Ho rimurginato tutto il giorno sul motivo scatenante del mio colpo di scena – reazionario, direi – e forse il punto è che questa persona non mi conosceva e io non conoscevo lei, non ci potevamo guardare in faccia (era una telefonata) e oggettivamente parlando il suo sbottare malamente a prescindere da chi ci fosse dall’altra parte del telefono è stato idiota. Non mi sono offesa, mi sono incazzata. Non mi sono infastidita, mi sono incazzata. Non mi sono sentita spiazzata, mi sono incazzata. Quel sacrosanto “adesso basta!” che ti fa alzare la testa, abbassare la voce portandola tutta alla gola per snocciolare le tue argomentazioni lucidamene senza perdere una battuta, senza farti interrompere finché non hai finito. 

Posso fare anche questo. Brava, Babs!

Cosa non farei mai, però, è armarmi di una pistola e sparare random a tutti i maleducati che trovo per strada. Perché non lo faccio? Perché questa cosa non posso farla? No, la potrei fare se lo volessi. Il punto è che non mi viene neppure in mente di poterlo fare. Non lo voglio fare. Non è la follia omicida che guida la mia reazione. Non è l’odio razziale, il pregiudizio, la vigliaccheria d’anima, il pensiero grezzo, la bile sovraesposta, non è questo che io alimento con il mio vivere. Tutta quella robaccia non mi appartiene, non ho imparato questo dalla vita. E non giustifico chi decide di farlo, e non evito di dargli il nome che si è guadagnato nel farlo, e non avvallo quel crimine e condanno strenuamente le invisibili firme che lo supportano.
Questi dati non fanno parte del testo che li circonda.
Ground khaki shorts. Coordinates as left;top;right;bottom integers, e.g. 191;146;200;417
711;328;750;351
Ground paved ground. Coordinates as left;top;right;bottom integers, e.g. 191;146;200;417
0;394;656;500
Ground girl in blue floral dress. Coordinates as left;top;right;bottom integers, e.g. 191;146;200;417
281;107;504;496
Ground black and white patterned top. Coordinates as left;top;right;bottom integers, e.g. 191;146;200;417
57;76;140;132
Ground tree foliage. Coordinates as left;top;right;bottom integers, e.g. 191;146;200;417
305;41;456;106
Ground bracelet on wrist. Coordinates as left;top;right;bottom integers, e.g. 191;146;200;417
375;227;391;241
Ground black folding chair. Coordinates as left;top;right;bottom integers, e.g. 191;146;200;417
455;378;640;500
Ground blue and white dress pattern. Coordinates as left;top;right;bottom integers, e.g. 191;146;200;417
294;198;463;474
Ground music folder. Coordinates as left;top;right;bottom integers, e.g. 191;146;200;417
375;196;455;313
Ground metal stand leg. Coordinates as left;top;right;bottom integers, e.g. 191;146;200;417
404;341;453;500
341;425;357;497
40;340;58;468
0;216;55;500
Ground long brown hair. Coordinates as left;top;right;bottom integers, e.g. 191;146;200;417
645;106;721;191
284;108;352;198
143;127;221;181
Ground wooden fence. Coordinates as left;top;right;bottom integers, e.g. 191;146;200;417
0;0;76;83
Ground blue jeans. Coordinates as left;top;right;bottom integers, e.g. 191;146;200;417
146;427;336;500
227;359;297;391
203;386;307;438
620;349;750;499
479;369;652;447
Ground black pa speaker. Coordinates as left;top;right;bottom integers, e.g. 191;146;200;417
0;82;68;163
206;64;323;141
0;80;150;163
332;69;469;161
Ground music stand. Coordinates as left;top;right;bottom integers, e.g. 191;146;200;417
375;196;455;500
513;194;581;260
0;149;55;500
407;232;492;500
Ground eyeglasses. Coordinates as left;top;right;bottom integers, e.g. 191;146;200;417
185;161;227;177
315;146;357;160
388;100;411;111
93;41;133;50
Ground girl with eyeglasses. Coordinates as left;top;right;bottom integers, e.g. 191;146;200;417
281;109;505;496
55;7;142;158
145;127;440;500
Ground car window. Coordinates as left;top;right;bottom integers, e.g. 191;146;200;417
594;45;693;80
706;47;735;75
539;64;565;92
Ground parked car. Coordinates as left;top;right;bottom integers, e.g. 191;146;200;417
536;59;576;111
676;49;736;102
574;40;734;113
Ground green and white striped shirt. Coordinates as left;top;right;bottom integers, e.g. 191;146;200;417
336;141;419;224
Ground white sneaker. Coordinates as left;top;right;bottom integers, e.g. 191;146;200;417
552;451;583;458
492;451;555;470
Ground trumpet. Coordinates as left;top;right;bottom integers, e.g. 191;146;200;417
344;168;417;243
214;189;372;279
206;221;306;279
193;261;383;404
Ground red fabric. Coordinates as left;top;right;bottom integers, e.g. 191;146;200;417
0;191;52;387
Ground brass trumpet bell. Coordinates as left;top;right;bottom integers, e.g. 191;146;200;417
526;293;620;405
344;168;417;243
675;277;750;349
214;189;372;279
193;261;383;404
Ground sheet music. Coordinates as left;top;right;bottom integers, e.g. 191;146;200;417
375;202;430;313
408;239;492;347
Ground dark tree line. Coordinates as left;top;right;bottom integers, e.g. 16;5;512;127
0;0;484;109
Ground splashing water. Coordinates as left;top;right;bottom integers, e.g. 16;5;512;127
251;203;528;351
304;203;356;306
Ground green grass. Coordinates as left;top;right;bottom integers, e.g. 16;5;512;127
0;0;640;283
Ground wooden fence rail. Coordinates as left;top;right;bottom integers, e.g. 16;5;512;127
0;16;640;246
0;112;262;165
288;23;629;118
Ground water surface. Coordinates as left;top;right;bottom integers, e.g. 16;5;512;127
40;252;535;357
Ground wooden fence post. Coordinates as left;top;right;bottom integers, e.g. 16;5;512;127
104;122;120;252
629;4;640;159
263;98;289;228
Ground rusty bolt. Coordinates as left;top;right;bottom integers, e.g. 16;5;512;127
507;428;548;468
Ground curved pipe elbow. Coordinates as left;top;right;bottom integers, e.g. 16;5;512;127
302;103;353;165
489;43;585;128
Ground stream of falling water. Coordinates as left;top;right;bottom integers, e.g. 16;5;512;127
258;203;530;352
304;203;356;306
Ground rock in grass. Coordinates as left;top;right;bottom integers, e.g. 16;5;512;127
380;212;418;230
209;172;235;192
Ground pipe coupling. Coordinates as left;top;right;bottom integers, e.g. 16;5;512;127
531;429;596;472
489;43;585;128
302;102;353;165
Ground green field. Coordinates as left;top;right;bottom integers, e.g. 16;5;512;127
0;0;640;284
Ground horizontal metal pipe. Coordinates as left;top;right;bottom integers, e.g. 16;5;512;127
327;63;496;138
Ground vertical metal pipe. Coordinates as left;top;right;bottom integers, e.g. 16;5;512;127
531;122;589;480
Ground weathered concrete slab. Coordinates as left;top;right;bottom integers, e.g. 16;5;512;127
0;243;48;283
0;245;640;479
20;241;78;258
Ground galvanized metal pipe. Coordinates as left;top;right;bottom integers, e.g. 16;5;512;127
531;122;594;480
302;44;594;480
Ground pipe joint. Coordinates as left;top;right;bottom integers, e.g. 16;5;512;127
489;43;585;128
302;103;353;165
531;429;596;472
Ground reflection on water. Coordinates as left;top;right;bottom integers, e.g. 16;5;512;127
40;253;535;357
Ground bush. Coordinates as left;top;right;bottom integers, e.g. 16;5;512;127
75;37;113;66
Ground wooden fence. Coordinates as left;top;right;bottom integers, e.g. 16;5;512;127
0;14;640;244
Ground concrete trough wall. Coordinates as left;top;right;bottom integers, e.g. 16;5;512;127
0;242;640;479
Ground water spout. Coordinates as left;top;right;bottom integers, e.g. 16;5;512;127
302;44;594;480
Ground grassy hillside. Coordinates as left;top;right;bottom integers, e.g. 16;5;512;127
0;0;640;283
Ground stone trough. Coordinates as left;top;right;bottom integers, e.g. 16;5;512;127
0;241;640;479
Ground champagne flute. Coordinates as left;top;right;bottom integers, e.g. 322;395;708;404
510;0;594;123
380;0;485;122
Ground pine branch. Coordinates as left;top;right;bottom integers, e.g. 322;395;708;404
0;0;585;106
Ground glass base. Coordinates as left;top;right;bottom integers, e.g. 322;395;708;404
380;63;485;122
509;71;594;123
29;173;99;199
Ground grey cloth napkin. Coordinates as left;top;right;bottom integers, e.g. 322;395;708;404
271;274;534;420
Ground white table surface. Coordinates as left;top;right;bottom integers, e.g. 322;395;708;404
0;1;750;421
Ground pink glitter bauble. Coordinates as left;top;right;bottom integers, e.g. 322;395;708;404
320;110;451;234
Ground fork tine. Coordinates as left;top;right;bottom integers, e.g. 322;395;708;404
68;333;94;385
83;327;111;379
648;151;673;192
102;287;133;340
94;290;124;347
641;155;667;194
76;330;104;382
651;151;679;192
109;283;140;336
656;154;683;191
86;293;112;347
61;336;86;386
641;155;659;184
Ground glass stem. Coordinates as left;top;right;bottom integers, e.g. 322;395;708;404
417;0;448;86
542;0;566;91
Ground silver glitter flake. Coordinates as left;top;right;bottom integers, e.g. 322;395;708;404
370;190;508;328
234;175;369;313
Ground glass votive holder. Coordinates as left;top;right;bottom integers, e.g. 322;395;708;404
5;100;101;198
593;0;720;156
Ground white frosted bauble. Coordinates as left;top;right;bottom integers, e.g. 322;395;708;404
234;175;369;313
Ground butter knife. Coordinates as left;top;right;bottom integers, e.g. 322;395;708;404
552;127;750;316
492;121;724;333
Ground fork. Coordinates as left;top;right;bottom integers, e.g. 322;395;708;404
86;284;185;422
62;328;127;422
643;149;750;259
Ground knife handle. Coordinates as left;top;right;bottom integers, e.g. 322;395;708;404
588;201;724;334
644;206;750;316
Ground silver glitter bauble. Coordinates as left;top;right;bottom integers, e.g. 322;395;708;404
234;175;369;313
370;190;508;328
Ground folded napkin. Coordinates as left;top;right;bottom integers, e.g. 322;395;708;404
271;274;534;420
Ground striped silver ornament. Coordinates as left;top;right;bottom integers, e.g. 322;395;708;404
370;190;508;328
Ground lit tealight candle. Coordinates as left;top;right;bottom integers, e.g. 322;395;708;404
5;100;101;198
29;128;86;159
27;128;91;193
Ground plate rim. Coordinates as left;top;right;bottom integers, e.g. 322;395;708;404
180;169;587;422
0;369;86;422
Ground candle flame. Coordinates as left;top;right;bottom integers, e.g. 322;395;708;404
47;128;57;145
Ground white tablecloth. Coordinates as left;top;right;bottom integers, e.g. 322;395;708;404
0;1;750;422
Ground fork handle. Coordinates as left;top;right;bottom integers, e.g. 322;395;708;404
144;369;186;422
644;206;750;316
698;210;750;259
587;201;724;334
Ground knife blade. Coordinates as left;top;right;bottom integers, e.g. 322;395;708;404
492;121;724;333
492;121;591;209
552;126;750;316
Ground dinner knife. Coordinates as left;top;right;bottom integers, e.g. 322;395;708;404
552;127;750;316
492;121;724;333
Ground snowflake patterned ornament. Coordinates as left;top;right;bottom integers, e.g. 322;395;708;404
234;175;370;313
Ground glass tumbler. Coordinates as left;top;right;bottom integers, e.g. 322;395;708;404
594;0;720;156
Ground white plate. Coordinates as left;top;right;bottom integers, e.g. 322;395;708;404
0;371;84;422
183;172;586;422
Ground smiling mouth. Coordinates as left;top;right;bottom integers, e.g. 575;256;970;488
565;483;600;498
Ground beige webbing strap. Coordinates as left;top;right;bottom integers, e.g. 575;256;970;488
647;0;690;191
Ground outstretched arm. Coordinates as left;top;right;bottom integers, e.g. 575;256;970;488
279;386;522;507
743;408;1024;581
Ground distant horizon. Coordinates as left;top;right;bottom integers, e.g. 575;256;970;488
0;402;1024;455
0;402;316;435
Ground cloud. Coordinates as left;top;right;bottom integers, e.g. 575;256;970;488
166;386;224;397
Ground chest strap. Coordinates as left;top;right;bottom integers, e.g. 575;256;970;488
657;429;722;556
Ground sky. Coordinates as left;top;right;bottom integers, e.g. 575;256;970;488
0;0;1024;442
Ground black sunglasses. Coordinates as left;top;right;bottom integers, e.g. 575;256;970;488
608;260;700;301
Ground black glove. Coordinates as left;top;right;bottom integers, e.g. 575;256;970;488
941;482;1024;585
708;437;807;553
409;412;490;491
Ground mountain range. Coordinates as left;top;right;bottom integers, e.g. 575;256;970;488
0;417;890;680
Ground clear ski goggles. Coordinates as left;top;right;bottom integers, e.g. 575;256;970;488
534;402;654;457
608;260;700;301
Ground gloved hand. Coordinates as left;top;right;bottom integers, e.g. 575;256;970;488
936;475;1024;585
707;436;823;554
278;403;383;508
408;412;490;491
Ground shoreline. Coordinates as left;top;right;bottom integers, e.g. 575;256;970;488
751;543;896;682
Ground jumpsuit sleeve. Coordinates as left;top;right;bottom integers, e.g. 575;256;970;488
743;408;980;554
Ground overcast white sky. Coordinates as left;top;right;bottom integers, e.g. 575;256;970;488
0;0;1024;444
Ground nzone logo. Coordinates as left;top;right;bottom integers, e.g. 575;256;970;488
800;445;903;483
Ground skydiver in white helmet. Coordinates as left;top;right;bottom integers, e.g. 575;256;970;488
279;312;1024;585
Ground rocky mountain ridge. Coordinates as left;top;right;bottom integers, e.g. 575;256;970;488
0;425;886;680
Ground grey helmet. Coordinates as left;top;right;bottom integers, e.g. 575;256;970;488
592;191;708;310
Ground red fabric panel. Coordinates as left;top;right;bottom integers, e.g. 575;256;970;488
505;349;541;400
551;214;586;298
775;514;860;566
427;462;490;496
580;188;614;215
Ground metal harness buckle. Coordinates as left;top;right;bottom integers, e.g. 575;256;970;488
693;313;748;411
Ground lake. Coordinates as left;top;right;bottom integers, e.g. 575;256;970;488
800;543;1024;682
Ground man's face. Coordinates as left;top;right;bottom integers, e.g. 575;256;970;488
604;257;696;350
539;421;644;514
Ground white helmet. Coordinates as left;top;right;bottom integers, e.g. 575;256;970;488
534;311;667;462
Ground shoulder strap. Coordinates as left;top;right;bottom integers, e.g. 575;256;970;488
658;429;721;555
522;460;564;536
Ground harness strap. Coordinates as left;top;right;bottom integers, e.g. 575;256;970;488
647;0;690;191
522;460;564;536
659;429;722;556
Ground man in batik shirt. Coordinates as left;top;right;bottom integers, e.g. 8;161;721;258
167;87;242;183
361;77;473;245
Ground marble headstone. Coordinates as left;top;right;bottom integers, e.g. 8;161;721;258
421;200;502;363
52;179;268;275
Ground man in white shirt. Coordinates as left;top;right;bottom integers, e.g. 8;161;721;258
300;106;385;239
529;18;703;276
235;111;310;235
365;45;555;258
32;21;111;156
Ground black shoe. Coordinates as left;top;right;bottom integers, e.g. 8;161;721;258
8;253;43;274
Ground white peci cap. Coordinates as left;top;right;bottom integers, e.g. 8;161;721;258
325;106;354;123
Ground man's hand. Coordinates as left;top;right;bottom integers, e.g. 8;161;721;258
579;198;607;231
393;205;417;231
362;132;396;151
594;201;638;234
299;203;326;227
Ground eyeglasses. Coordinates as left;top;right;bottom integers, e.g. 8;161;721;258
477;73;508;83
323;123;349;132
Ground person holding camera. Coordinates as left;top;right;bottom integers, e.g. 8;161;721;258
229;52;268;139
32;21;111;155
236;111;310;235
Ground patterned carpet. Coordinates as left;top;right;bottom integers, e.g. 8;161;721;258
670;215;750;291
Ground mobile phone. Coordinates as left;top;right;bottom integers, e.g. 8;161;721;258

Noi possiamo prendere una posizione, affermare la nostra presenza, dichiarare la nostra intenzione a non essere prevaricati, agire in modo da meritare e quindi – di conseguenza – pretendere il rispetto dagli altri quando viene a mancare ingiustamente. Possiamo farlo controllando le nostre paure, gestendo meglio la nostra emotività, monitorando i nostri sentimenti, respirando profondamente quando la fatica ci espone e ci rende vulnerabili. Tutto questo e molto altro possiamo fare.

Non possiamo superare il limite, però, perché soltanto un millimetro al di là della linea non c’è ragione che tenga, diventiamo noi quelli da condannare. Anzi, siamo noi quelli già condannati.  E senza appello.